I trembled for your safety, but since then

Methinks it were a blessed, happy thing

To die by water. But you are not drowned,

Nor am I burnt alive. We will rejoice,

And thank our God, who bore you on the wings

Of unseen angels o'er the treacherous streams,

And bade my angel bear me visibly

On his white pinion through the raging flames.

On his white pinion! Ha! I see; she means

The broad white fluttering mantle of the Templar.

Yes, visibly he bore me through the flames,

O'ershadowed by his wings. Thus, face to face,

I have beheld an angel--my own angel.

Recha were worthy of so blest a sight.

And would not see in him a fairer form

Than he would see in her.

Whom would you flatter--

The angel, dearest father, or yourself?

And yet methinks, dear Recha, if a man--

Just such a man as Nature daily fashions--

Had rendered you this service, he had been

A very angel to you.

But he was

No angel of that stamp, but true and real.

And have I not full often heard you say

'Tis possible that angels may exist?

And how God still works miracles for those

Who love Him? And I love Him dearly, father.

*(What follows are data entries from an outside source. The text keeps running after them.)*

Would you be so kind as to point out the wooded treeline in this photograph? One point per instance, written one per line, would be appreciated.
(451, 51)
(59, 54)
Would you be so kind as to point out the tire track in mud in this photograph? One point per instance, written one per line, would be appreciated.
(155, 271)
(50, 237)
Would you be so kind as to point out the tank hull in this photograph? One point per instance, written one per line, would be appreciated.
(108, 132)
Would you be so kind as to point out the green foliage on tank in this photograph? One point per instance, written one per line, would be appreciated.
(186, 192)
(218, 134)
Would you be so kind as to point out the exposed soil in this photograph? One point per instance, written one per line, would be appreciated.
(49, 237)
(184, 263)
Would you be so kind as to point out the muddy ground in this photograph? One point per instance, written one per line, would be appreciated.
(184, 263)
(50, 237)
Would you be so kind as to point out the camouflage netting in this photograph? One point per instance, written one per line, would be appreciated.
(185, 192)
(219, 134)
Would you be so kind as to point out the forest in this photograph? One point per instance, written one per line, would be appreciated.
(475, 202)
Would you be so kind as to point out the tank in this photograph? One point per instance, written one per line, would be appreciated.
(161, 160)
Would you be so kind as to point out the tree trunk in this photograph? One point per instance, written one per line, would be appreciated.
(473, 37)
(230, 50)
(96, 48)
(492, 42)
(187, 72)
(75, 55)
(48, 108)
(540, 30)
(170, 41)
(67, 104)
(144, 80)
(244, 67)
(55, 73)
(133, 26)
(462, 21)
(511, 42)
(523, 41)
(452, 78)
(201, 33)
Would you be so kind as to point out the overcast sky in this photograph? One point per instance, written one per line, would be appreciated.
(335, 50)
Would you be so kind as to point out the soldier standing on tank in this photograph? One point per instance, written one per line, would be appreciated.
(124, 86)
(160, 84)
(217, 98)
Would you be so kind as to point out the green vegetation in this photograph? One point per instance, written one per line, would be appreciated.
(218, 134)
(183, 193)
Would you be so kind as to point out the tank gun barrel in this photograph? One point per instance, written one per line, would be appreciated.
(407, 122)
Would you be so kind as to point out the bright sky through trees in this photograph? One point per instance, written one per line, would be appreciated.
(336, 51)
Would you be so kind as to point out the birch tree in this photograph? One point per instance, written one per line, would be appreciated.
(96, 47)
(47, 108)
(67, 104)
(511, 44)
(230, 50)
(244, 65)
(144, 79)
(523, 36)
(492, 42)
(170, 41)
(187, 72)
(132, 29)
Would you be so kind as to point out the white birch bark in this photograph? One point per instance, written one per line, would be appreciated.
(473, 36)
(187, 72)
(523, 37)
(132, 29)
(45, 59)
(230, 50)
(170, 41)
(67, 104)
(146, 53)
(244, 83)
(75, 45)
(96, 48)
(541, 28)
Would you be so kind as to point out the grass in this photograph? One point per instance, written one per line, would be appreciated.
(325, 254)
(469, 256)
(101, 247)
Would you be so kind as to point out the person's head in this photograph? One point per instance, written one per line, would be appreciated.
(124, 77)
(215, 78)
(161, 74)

And He loves you; and 'tis for such as you

That He from all eternity has wrought

Such ceaseless wonders daily.

How I love

To hear you thus discourse!

Well, though it sound

A thing but natural and common-place

That you should by a Templar have been saved,

Is it the less a miracle for that?

The greatest of all miracles seems this:

That real wonders, genuine miracles,

Can seem and grow so commonplace to us.

Without this universal miracle,

Those others would scarce strike a thinking man,

Awaking wonder but in children's minds,

Who love to stare at strange, unusual things,

And hunt for novelty.

Why will you thus

With airy subtleties perplex her mind,

Already overheated?

Silence, Daja!

And was it then no miracle that Recha

Should be indebted for her life to one

Whom no small miracle preserved himself?

Who ever heard before, that Saladin

Pardoned a Templar? that a Templar asked it--

Hoped it--or for his ransom offered more

Than his own sword--belt, or at most his dagger?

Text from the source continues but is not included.